We know from epidemiological studies that smoking “causes” cancer, at least in the sense that it is highly associated with being diagnosed with and dying of cancer.

Even if the background rate of spontaneous mutations is 99.99%, the former remains true. It is just figuring out mechanisms after that. (Maybe smoking does something to inhibit repair of damaged DNA. Or maybe smoking prevents killer T-cells from taking out the bad cells. Or etc., etc., etc.)

Denial. We see this here on the SDMB from hardcore smokers all the time.

Cuts down on road rage

Even if smoking does cut the risk for Parkinson’s in half, how common is Parkinson’s? In particular, is it more or less common than lung cancer? If I start smoking, and increase my chance of lung cancer from “pretty low” to “extremely high”, but at the same time decrease my chance of Parkinson’s from “very low” to “even lower”, have I really gained anything?

Which is not to say that such information (if true) is useless.
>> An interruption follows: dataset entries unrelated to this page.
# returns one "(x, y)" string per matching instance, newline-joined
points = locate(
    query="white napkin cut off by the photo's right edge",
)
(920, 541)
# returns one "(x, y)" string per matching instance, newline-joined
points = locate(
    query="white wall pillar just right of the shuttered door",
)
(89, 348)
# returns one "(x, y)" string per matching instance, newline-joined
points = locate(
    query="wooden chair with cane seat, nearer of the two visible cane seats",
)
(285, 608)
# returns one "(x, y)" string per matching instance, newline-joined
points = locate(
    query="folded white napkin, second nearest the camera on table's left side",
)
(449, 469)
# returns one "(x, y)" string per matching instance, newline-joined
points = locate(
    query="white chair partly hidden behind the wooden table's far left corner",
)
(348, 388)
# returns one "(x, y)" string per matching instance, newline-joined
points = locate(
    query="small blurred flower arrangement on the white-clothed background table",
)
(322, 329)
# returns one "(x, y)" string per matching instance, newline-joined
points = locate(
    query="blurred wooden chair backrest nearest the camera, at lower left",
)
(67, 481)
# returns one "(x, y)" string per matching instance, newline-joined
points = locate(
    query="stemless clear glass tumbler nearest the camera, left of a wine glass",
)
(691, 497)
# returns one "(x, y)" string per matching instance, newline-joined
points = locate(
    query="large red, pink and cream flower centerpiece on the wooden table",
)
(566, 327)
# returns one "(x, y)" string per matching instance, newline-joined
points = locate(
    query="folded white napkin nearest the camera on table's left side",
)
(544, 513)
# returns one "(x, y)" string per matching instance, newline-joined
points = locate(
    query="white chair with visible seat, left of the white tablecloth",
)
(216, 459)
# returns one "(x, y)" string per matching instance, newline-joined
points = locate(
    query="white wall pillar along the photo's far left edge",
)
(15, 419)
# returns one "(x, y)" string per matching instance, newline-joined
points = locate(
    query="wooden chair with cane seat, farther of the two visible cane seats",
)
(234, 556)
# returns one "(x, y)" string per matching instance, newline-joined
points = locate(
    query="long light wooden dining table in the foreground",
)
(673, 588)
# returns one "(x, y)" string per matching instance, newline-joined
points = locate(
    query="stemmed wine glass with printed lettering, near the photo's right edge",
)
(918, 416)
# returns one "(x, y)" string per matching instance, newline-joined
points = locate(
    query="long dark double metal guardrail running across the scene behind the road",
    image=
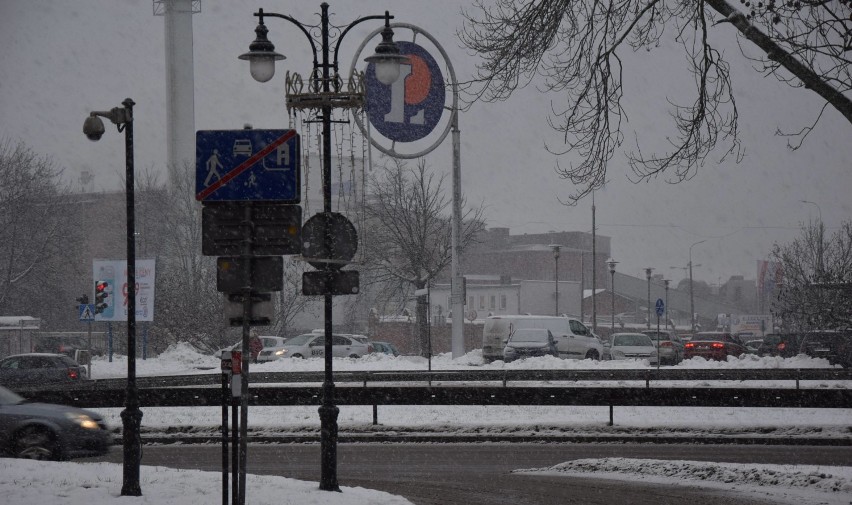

If smoking does in fact reduce the chance of Parkinson’s, then maybe we can figure out what it is about smoking that has that effect, and administer it in some controlled fashion with fewer side effects (vaping, maybe, or nicotine patches, if it’s the nicotine that’s having the effect) to only those people who are known to have an elevated risk of the disease. That might (emphasis on “might”) have a net positive effect. Smoking, though? Even with the inevitable error bars, the evidence is overwhelmingly clear that it’s a net negative.

Your general point is a very good one, but I want to make sure people didn’t miss monstro’s Post #28 on the link between Parkinson’s and smoking.